Researcher SDK Runner
TypeScript runner for the router (Stage 2) and effectiveness (Stage 3) benchmarks. Uses the Cursor SDK to run real agents against the skill corpus.
See researcher/benchmarks/PLAN.md for methodology, hypothesis, statistical design, and reproducibility rules.
Setup
cd researcher/benchmarks/sdk-runner
npm install
export CURSOR_API_KEY="cursor_..."API keys come from Cursor Dashboard > Integrations. The runner never reads CURSOR_API_KEY from anywhere except the explicit env var; it is passed through to every SDK call so cross-tenant mistakes are impossible.
Enable Privacy Mode on the account before any benchmark run so eval traffic stays out of training data.
Commands
npm run typecheck
npm run router:dry-run # print plan and cost forecast, no agent calls
npm run router:run # execute Stage 2 router benchmark
npm run effectiveness:dry-run
npm run effectiveness:run # execute Stage 3 effectiveness benchmarkFlags shared by both runners:
--models <id,id,...>: subset to specific models (default:composer-2).--reps <N>: replications per condition (default: 3).--max-runs <N>: hard cap on agent invocations.--max-budget-usd <N>: estimated cost cap; runner refuses to start if forecast exceeds.--seed <N>: deterministic shuffling of skill order and tie-breaking.--fixture <path>: alternate fixture JSONL.--dry-run: print plan, do not call the SDK.--concurrency <N>: bounded parallel SDK calls (default 1). 4 to 8 is reasonable; respect Cursor rate limits.--no-resume: ignore existing per-run results in the destination directory and re-execute everything. Default is to resume by skipping any plan item that already has a result file.
Output
Runs append a single-line summary to:
researcher/reports/router-history.jsonl(Stage 2)researcher/reports/effectiveness-history.jsonl(Stage 3)

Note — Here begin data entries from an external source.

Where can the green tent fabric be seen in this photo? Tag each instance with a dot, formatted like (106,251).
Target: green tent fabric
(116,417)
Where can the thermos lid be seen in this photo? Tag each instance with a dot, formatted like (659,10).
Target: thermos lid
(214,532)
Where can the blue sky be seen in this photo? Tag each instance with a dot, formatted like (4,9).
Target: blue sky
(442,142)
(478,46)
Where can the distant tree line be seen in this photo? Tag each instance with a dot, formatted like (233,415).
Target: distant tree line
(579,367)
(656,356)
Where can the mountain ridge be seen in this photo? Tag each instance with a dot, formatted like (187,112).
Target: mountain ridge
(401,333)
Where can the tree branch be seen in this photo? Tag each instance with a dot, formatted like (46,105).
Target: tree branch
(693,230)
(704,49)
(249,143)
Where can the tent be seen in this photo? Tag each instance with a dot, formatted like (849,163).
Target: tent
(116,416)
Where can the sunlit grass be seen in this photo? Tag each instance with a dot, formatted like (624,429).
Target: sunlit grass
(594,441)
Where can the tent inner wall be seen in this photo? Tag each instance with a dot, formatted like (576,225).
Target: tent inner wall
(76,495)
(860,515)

Per-run raw outputs land under:
researcher/benchmarks/router/results/<timestamp>-<seed>/researcher/benchmarks/effectiveness/results/<timestamp>-<seed>/
Both results/ directories are gitignored. Curated released results live in release notes or a published-results file.
Cost gates
The runner refuses to call the SDK unless either --max-runs or --max-budget-usd is set (or --unsafe-no-cost-cap is explicitly passed). Default budgets are intentionally conservative.
Reproducibility
Every run records:
- Runner package version
CURSOR_API_KEYfingerprint (last 4 chars only)- Repo commit SHA at runtime
- Model ids resolved at start
- Fixture revision SHA
- Seed
- Full config snapshot
Third parties can reproduce a run with node src/runRouter.ts --config <captured-config.json>.